By 2020, baseball’s Athletics will be the last professional franchise standing in Oakland.
And the A’s wasted no time noting that fact in the minutes after the Raiders’ move to Las Vegas was finalized.
It so happened the club had a rally planned to mark one week until Opening Day, but the proceedings took on a different feel in the wake of the Oakland Raiders receiving their ticket to ride out of town.
Incoming club president Dave Kaval joined Mayor Libby Schaaf, A’s mascot Stomper and other dignitaries on the roof of Oakland City Hall, raising an A’s flag above the city and tweeting it all with the hashtag #RootedinOakland, a reminder the club has zeroed in on the city as a permanent site for a new stadium.

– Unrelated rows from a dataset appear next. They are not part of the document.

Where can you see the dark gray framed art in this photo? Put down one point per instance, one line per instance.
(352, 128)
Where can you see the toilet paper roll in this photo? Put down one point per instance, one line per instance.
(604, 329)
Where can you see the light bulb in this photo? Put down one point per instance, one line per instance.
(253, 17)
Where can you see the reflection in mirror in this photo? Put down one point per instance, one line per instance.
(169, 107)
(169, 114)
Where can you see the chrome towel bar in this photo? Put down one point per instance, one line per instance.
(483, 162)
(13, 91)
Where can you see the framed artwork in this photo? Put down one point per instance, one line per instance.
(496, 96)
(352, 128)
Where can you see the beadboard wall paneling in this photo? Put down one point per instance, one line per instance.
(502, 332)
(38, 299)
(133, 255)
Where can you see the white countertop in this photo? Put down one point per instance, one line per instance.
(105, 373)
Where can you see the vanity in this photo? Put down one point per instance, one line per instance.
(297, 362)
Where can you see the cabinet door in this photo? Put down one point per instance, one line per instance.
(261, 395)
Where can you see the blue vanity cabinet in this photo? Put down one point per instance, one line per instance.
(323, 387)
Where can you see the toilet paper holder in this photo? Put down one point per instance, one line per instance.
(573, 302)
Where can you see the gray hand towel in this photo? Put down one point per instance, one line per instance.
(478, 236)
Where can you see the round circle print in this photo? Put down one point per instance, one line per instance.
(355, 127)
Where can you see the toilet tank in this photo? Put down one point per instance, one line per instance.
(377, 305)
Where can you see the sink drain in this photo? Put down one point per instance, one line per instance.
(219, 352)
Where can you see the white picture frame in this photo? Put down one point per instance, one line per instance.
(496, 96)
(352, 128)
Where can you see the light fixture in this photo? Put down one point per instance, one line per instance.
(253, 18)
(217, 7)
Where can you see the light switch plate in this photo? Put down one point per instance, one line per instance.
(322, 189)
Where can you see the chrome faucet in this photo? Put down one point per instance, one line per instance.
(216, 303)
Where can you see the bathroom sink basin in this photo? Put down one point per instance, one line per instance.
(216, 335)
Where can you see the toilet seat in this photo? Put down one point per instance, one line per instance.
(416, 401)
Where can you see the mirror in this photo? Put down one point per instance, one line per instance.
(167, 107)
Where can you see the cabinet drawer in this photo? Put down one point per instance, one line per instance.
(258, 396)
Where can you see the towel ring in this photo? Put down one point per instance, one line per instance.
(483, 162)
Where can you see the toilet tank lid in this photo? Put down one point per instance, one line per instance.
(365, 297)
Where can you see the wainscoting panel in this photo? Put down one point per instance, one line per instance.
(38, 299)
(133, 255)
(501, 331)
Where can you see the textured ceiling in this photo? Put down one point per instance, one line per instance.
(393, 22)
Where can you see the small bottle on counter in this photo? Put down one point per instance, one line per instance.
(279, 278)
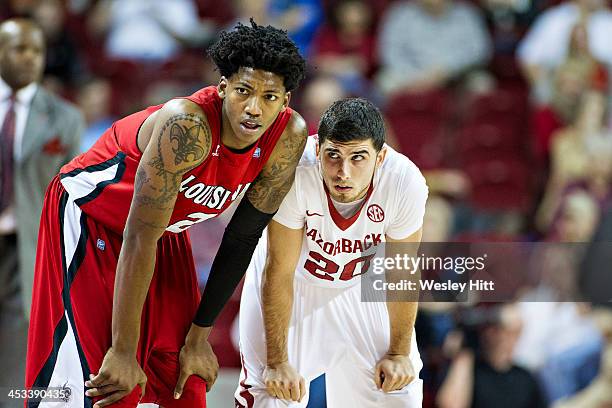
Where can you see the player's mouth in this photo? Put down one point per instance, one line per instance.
(342, 189)
(250, 126)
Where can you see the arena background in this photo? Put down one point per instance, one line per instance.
(503, 104)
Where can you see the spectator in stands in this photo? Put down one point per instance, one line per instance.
(64, 63)
(345, 45)
(581, 159)
(547, 44)
(148, 30)
(426, 43)
(301, 18)
(255, 9)
(599, 393)
(94, 98)
(484, 375)
(320, 92)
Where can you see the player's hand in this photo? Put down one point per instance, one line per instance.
(393, 372)
(197, 358)
(119, 374)
(284, 382)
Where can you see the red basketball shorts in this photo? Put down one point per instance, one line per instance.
(70, 327)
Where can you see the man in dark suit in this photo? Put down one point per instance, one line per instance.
(39, 132)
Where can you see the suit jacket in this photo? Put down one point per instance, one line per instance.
(51, 138)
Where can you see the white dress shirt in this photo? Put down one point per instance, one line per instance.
(23, 101)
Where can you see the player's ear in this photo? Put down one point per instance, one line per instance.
(221, 88)
(286, 101)
(380, 157)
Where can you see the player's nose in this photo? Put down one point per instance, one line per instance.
(344, 170)
(253, 108)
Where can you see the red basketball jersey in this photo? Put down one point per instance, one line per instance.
(102, 179)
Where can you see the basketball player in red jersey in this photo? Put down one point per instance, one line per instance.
(115, 292)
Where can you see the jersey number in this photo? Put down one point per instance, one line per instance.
(324, 268)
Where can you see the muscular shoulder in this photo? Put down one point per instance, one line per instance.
(296, 127)
(181, 132)
(400, 174)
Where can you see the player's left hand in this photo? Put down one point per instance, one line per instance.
(199, 359)
(393, 372)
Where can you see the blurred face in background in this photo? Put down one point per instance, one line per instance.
(435, 7)
(579, 40)
(94, 100)
(318, 96)
(22, 53)
(353, 17)
(592, 5)
(500, 340)
(579, 217)
(570, 83)
(49, 14)
(592, 112)
(438, 220)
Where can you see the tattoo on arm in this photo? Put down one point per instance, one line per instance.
(182, 144)
(273, 183)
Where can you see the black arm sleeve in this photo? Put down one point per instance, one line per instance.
(232, 260)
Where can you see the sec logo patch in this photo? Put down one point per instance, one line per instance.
(375, 213)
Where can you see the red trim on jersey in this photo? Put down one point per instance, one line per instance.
(249, 398)
(339, 220)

That process probably got much simpler with the Raiders’ move.
The pair have shared the Oakland Coliseum – with its various corporate-branded pseudonyms – since the Raiders returned from Los Angeles in 1995 . It has been an uneasy marriage – the Raider return required the construction of “Mt. Davis,” a massive wall of seats to ensure the Coliseum met NFL attendance requirements.
But it also effectively ruined the Coliseum as a baseball park and saddled the city and county with crippling debt. In fact, as of late 2016, both entities owed $95 million to pay off debt related to expanding the Coliseum for the Raiders. That debt has significantly hampered the city’s ability and motivation to cut new stadium deals for either the A’s or Raiders.

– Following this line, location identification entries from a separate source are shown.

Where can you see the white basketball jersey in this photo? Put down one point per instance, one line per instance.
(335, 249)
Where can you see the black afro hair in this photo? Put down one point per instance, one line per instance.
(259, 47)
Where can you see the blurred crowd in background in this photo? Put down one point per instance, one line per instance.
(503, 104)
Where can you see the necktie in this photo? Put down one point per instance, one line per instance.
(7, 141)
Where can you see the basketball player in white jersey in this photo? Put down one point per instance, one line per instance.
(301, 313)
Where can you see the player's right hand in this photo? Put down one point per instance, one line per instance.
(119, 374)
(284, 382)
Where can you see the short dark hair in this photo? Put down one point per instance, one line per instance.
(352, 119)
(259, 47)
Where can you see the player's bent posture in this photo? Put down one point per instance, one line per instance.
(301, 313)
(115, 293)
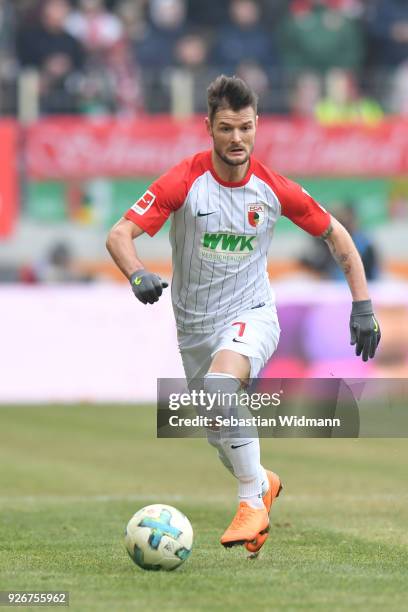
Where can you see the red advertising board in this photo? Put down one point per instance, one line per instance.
(81, 148)
(8, 177)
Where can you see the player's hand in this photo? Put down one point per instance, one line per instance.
(364, 329)
(147, 286)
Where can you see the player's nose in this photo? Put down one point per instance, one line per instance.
(236, 136)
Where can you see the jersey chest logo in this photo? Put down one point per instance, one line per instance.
(226, 247)
(256, 214)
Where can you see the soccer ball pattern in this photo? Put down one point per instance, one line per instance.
(159, 537)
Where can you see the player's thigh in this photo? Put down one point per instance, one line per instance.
(195, 351)
(253, 334)
(230, 362)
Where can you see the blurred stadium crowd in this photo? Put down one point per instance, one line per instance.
(334, 59)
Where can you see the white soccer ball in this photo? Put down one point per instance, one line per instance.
(159, 537)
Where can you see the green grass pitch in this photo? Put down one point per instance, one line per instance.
(71, 477)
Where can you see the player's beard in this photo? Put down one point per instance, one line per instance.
(233, 162)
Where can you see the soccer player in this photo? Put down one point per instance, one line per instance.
(224, 205)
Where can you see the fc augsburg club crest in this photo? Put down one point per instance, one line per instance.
(256, 214)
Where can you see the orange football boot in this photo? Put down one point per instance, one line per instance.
(275, 487)
(246, 525)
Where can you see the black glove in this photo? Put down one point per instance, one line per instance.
(364, 329)
(147, 286)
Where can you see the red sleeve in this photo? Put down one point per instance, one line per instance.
(296, 203)
(299, 206)
(165, 195)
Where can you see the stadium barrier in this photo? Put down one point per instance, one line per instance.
(98, 344)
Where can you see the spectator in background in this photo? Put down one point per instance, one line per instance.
(318, 37)
(207, 14)
(387, 26)
(8, 68)
(191, 51)
(132, 16)
(57, 267)
(398, 100)
(96, 28)
(306, 95)
(319, 258)
(244, 39)
(168, 25)
(343, 102)
(56, 54)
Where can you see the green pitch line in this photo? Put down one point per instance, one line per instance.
(71, 477)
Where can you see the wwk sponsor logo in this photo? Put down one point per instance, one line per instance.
(226, 247)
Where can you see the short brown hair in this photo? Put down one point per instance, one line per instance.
(229, 92)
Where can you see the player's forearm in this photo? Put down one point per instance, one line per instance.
(122, 250)
(347, 257)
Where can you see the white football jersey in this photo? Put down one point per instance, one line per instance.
(220, 235)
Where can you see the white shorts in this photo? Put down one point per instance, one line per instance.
(254, 333)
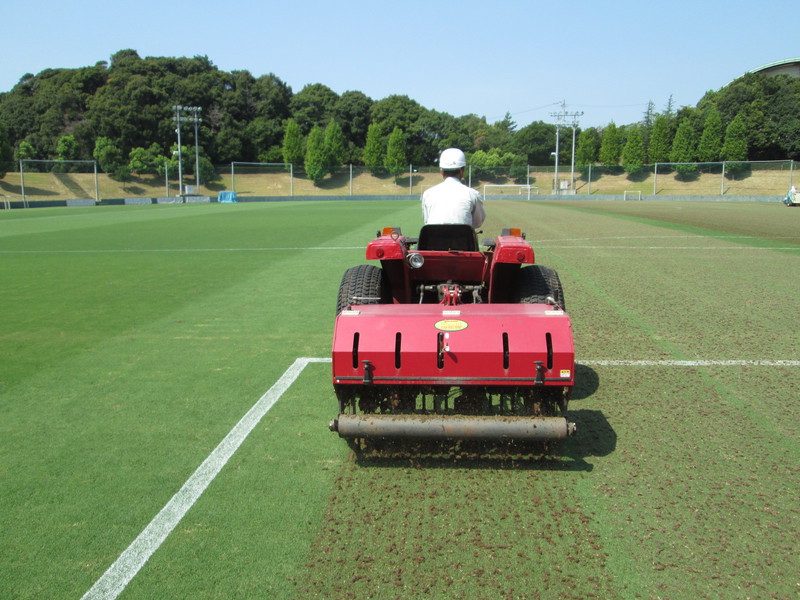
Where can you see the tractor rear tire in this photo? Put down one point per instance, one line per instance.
(535, 283)
(362, 284)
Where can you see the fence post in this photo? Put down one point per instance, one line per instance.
(722, 183)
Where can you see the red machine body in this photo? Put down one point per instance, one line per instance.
(445, 329)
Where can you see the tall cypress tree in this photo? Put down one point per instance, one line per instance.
(396, 160)
(633, 153)
(335, 145)
(710, 146)
(316, 158)
(660, 140)
(610, 146)
(375, 148)
(292, 143)
(735, 146)
(683, 150)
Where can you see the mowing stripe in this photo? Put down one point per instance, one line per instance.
(119, 574)
(135, 556)
(158, 250)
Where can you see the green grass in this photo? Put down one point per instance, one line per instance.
(134, 338)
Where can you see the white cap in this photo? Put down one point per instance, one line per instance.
(452, 159)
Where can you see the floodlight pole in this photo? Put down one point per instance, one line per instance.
(560, 122)
(178, 108)
(195, 118)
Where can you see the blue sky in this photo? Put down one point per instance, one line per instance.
(605, 59)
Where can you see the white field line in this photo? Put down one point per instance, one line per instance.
(168, 250)
(119, 574)
(542, 246)
(690, 363)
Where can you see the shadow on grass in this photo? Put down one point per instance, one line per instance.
(29, 190)
(586, 382)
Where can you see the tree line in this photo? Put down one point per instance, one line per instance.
(121, 114)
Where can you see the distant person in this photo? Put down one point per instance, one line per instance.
(451, 201)
(790, 197)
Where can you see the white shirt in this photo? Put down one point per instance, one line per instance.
(452, 202)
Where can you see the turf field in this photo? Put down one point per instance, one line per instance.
(134, 341)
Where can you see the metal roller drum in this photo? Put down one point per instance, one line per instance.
(423, 427)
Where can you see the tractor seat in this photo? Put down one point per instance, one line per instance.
(448, 237)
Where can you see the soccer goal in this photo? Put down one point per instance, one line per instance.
(631, 195)
(262, 179)
(509, 190)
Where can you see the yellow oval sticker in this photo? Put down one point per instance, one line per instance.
(450, 325)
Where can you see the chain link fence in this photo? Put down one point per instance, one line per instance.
(54, 183)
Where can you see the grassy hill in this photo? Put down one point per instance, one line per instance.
(63, 186)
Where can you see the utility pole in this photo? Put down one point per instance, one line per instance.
(561, 121)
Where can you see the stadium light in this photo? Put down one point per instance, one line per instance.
(194, 118)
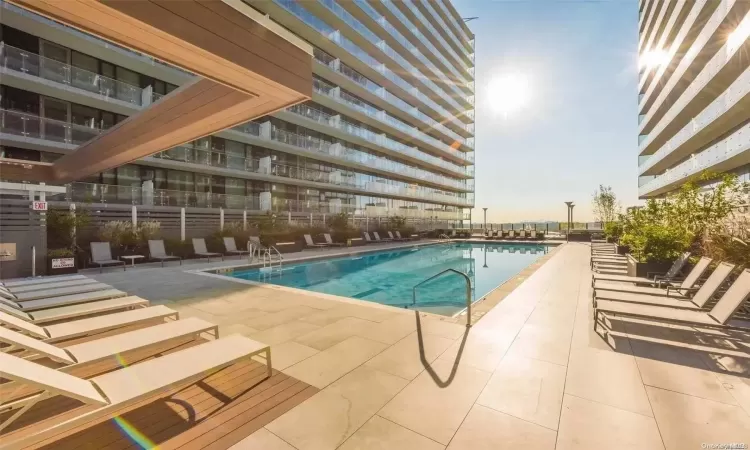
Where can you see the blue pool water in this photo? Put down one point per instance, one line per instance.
(388, 277)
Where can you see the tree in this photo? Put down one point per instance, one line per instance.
(606, 206)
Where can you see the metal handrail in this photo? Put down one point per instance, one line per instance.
(468, 291)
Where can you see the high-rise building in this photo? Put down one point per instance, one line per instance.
(389, 130)
(694, 91)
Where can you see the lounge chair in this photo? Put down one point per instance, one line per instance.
(79, 310)
(199, 249)
(720, 316)
(10, 284)
(112, 392)
(157, 251)
(310, 244)
(330, 242)
(681, 291)
(53, 292)
(378, 238)
(111, 346)
(699, 300)
(230, 246)
(397, 239)
(89, 326)
(668, 278)
(101, 254)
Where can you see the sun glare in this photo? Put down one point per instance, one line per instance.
(508, 93)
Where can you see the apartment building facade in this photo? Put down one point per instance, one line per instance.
(694, 91)
(389, 130)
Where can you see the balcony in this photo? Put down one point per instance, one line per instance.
(33, 127)
(733, 99)
(722, 156)
(135, 195)
(374, 88)
(350, 101)
(31, 64)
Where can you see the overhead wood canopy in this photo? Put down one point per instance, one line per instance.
(247, 65)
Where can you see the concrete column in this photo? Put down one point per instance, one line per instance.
(182, 224)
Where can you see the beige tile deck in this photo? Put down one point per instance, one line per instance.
(531, 373)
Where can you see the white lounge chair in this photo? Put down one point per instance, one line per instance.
(680, 291)
(101, 254)
(107, 347)
(199, 249)
(53, 291)
(658, 280)
(699, 300)
(157, 251)
(79, 310)
(230, 245)
(90, 326)
(309, 242)
(377, 237)
(114, 391)
(720, 316)
(330, 242)
(63, 300)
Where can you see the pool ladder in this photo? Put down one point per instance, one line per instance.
(270, 255)
(468, 291)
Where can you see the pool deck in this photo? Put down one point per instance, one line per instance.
(531, 373)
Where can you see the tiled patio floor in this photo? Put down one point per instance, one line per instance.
(530, 374)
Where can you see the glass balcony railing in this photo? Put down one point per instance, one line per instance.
(30, 126)
(458, 26)
(735, 144)
(708, 73)
(334, 36)
(104, 193)
(363, 30)
(423, 21)
(324, 88)
(27, 63)
(466, 75)
(738, 90)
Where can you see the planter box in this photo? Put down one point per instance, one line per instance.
(639, 269)
(61, 266)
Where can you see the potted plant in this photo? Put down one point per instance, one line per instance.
(61, 261)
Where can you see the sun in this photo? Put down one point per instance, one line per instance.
(508, 93)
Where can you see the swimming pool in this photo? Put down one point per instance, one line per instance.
(389, 276)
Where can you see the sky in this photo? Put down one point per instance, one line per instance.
(578, 127)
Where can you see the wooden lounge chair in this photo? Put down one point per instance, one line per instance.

Now, however, the A’s will be the only tenant at the Coliseum – and the lone team in the city once the Golden State Warriors move across the Bay to the $1 billion Chase Center; the Warriors are scheduled to open play in San Francisco for the 2019-20 NBA season.

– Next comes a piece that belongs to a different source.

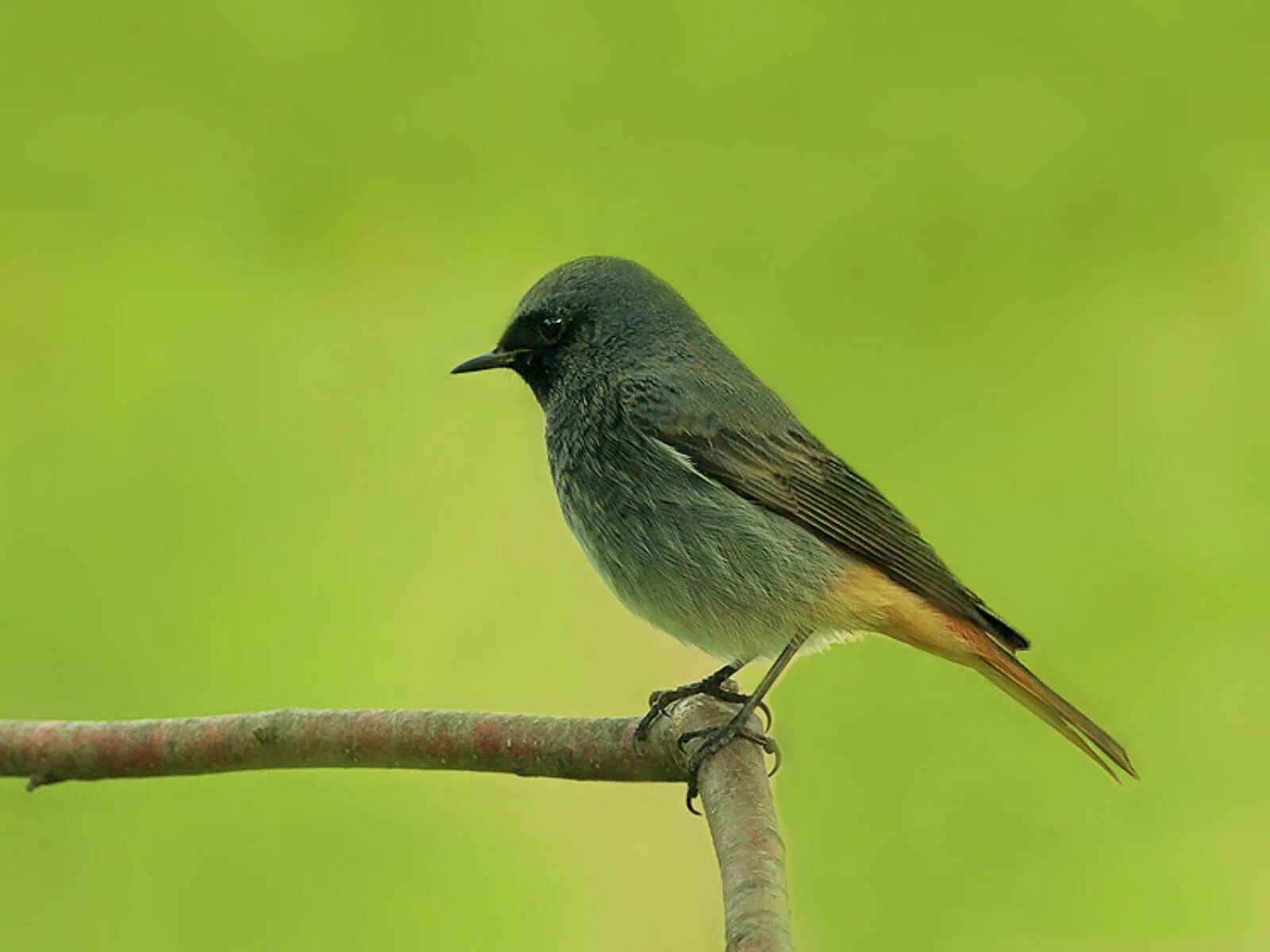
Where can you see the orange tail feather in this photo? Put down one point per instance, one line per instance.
(1011, 676)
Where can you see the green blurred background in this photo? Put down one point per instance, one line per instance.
(1010, 259)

Little wonder, then, that the A’s and Oakland found themselves in a warm embrace on Monday afternoon. Kaval represents the club’s new leadership, as he was appointed team president in November, when the club forced out previous owner Lew Wolff.
It was Wolff who ultimately felt a move to San Jose was the lone viable option for the A’s, but a territorial fight with San Francisco’s Giants were among the many reasons that did not come off. Kaval and his cabal, then, can throw around #RootedInOakland with some shred of credibility.
And now, he and the A’s have the town all to themselves – to rebuild at the Coliseum or three other sites he laid out in a February meeting with the team.